"Well," she answered, "I have never been a reader; I think I have only two."
"What might they be?"
"One of them you know."
"Yes, the Bible; what is the second?"
"The Heart of Man. I am always at it, on land and sea, in the streets and in railway carriages, morning, noon and night. It helps me with my first book better than any commentary."
She came to know the Bible with a thoroughness which not one man in ten thousand ever attains. Her spiritual instinct seized, and her extraordinary memory retained, the vital and the essential. She never studied the Bible in the ordinary way, sitting down with lexicon and concordance. There was no time for that in her busy life. She took her spiritual food from the Bible as the bee sips honey from flowers. The Bible was her companion and she read it for pleasure. She absorbed and assimilated it without effort. That she knew much of it by heart was of less importance than the fact that it became part of herself. Therein lay her power of expounding and applying it. "Nothing," said Dr. Munroe Gibson after listening to her nightly for a week, "charmed our people more than her expositions of Scripture."

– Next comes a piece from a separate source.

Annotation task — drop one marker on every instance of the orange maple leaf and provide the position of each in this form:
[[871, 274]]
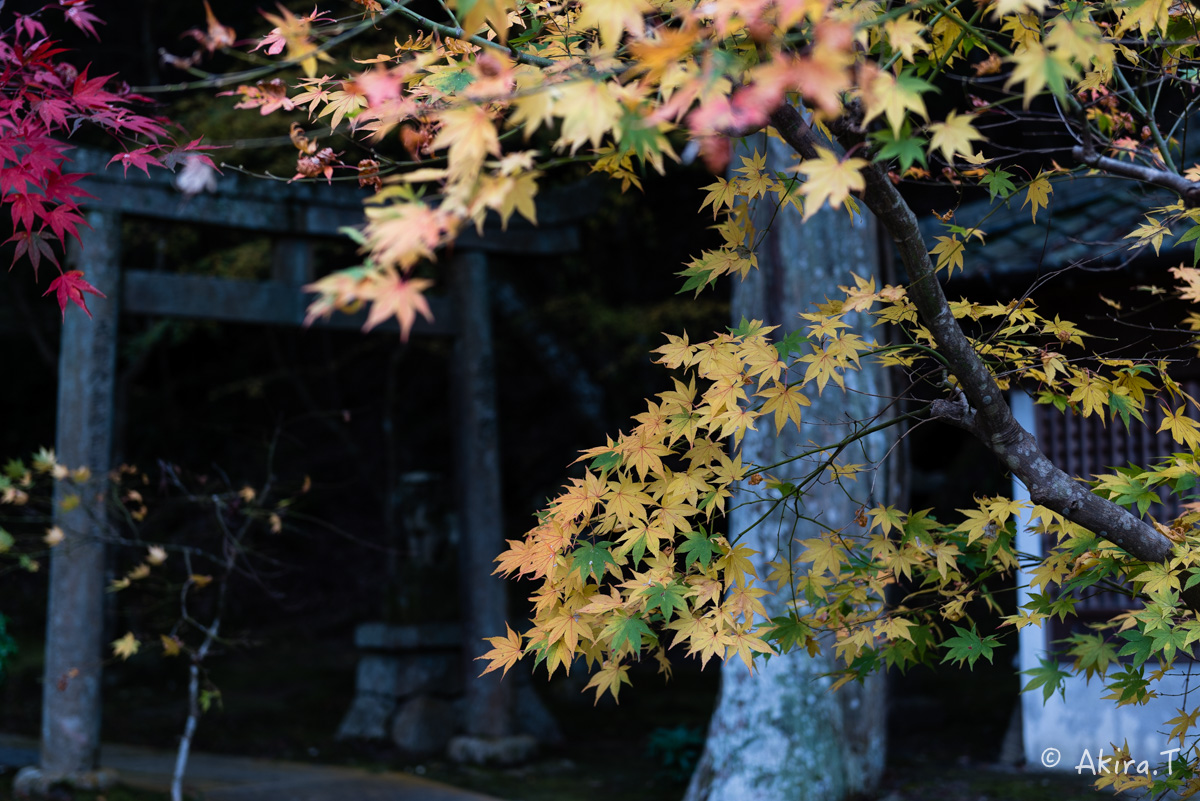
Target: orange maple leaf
[[400, 297], [505, 652]]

The truths by which she lived came to her intuitively. Her religion did not consist of commandments and dogmas. It was life, light, liberty, and above all love. Alike in what she accepted and what she rejected, she acted instinctively—she could do no other. She had an aversion to religious controversy. Arguments made little or no impression upon her mind. She might sometimes be overwhelmed with theological doctrines, the truth of which she could neither affirm nor deny, but in the end she would emerge with the naïve remark, "I am a very simple child, and I must have a child's religion." She always held that Christ's religion is for the multitude, and that the multitude are children. The essence of Christianity can be assimilated by boys and girls who do not know how to read and write, and they may become saints and saviours. A glance at the Maréchale's well-used Bible suffices to prove that for her the heart of the Old Testament is in Hosea, the prophet of love, and Isaiah the prophet of atonement, while the heart of the New Testament is in the story of the returning prodigal or the penitent Magdalene.
Genius is never easy to understand. Its weakness is often related to its strength. It has what the French call the defects of its qualities. A great part of the Maréchale's power certainly lay in her childlike humility. As a soul-winner she never gave the impression of condescending. She did not need to stoop; by nature and by grace she was meek and lowly in heart. What drew multitudes of poor sinners to her was their assurance that she would hear with human sympathy their tales of sin and sorrow. At one of her midnight suppers a French lady said to her, "I have been here all these years trying to bring these poor girls together. How is it that you succeed where I fail, in getting them to open their hearts to you?"
"Perhaps," said the Maréchale, "it is because I do not make them feel that there is a difference between them and me."
With her humility there was bound up a certain measure of self-distrust. In her, as in her father, whom she resembled so strongly in spirit as well as in features, there was an extraordinary combination of confidence and diffidence. It used to be said by those who knew the General most intimately that, while he commanded an Army, he was apologetic to his cook. And if the Maréchale had a splendid moral courage, as her manner of dealing with hostile crowds abundantly proved, she had also a womanly timidity in which there lay a certain subtle danger. So long as she had faith in her God-given instincts, and in the individual guidance of the Holy Spirit, she was unconquerable, but if anything undermined them her power was for the time being paralysed. For the criticisms of the world she cared little or nothing, but the real love and understanding of her comrades was as the breath of life to her. From them she was always eager to learn, and sometimes she let the judgment of others obscure her spiritual and womanly intuitions.